The Incredible Journey…with guns. You can see why Hollywood’s sniffing around this particular property. We3 takes the silent issue of X-Men and runs with it. Although there is dialogue it’s fundamentally a pet’s eye view of the world (admittedly they are very heavily armed pets). Morrison and Quitely use this as an opportunity to experiment with form and panel structure. It’s phenomenal stuff and a genuinely fresh way of telling the story. At one point no.2 (the cat) cuts through a group of soldiers, actually jumping between panels, not just breaking the fourth wall but actually shredding it. Although it’s chiefly Quitely’s show, Morrison’s minimalist script is pitch-perfect. The pidgin English the animals speak is by turns funny, insightful and occasionally heartbreaking.
Next up came All Star Superman. So much has been written about this series it doesn’t really need bigging up again. Suffice to say it’s the best superhero comic of the new millennium, and the absolute culmination of the ongoing Morrison/Quitely team up. Suffice to say that this comic made me love Superman. Hell it made me believe in Superman.

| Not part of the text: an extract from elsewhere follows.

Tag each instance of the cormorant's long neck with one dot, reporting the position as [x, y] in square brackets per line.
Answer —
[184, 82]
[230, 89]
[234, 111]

Quitely elected to go for widescreen landscape format panels for much of the series giving it a sense of scope and wonder in tune with Morrison’s epic story. Yet the devil was in the details, as the slightest gesture or facial expression told a thousand words. It was a comic of genuine tenderness and Quitely’s delicate pencils aided this tremendously – Morrison could be sure that the artist would nail the required emotions for a scene and subsequently allowed the script to breathe. It was also a comic with Sun-eaters, parallel universes and city-shattering battles, and naturally Quitely came correct. Morrison unleashed his ever-fertile imagination but also tempered this with a solid sense of form and structure, giving us his most focused work in a long time. All Star Superman was like no other super-comic on the racks and represents some of the very best work either creator has produced.

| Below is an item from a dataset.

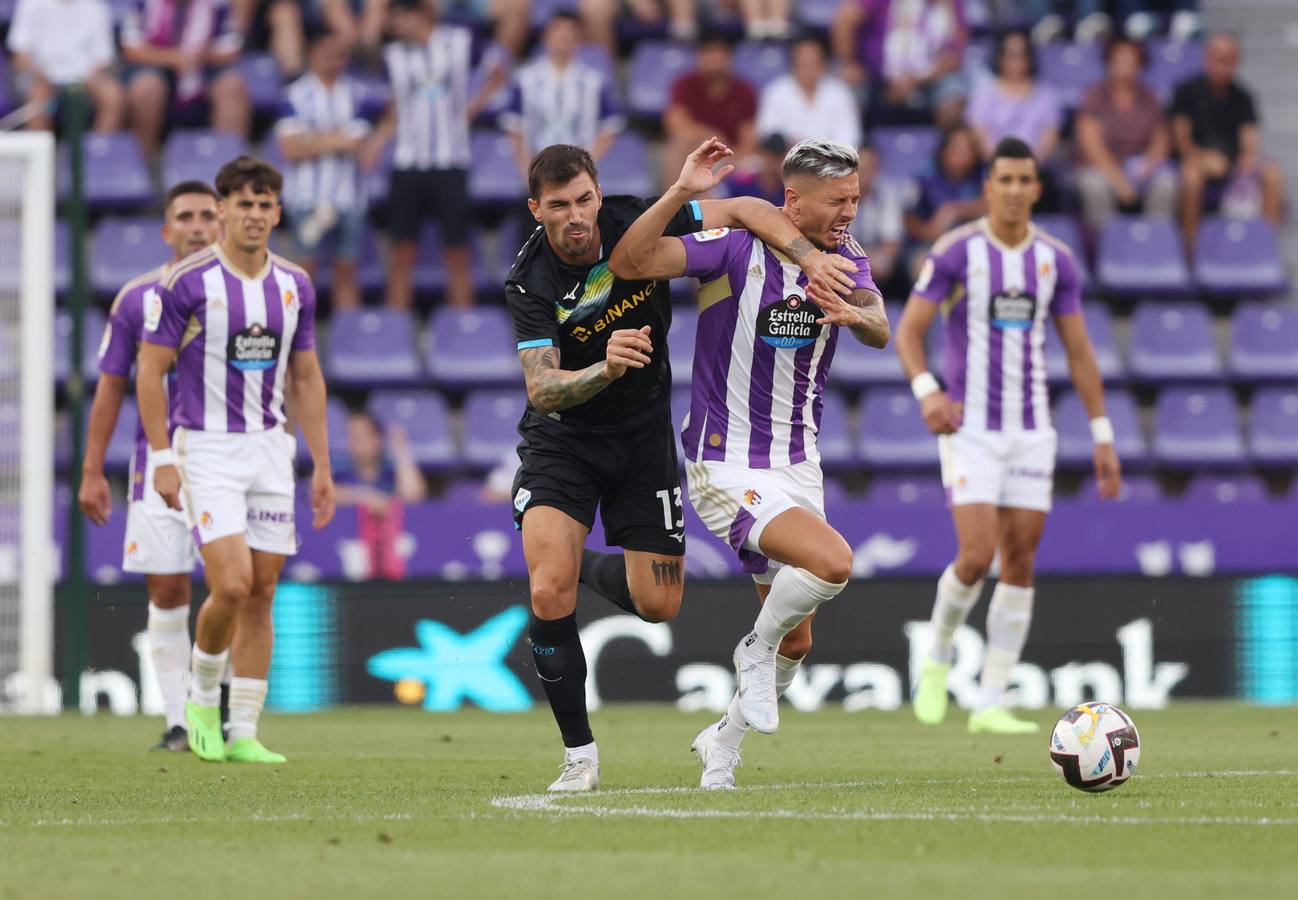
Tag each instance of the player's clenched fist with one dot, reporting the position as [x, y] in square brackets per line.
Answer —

Morrison’s had a couple of major collaborative partnerships over the years. I very nearly wrote about him and Steve Yeowell who produced my absolute favourite very superhero story Zenith in the pages of 2000ad, along with the Beardsley-esque Sebastian O for DC. Another very good example of creative harmony. Quitely took it though because it seems that between them they’re pushing boundaries and producing better work all the time. The new Batman & Robin comic looks set to continue their winning streak and it seems nicely fitting that the two have finally gotten their hands on the Dynamic Duo.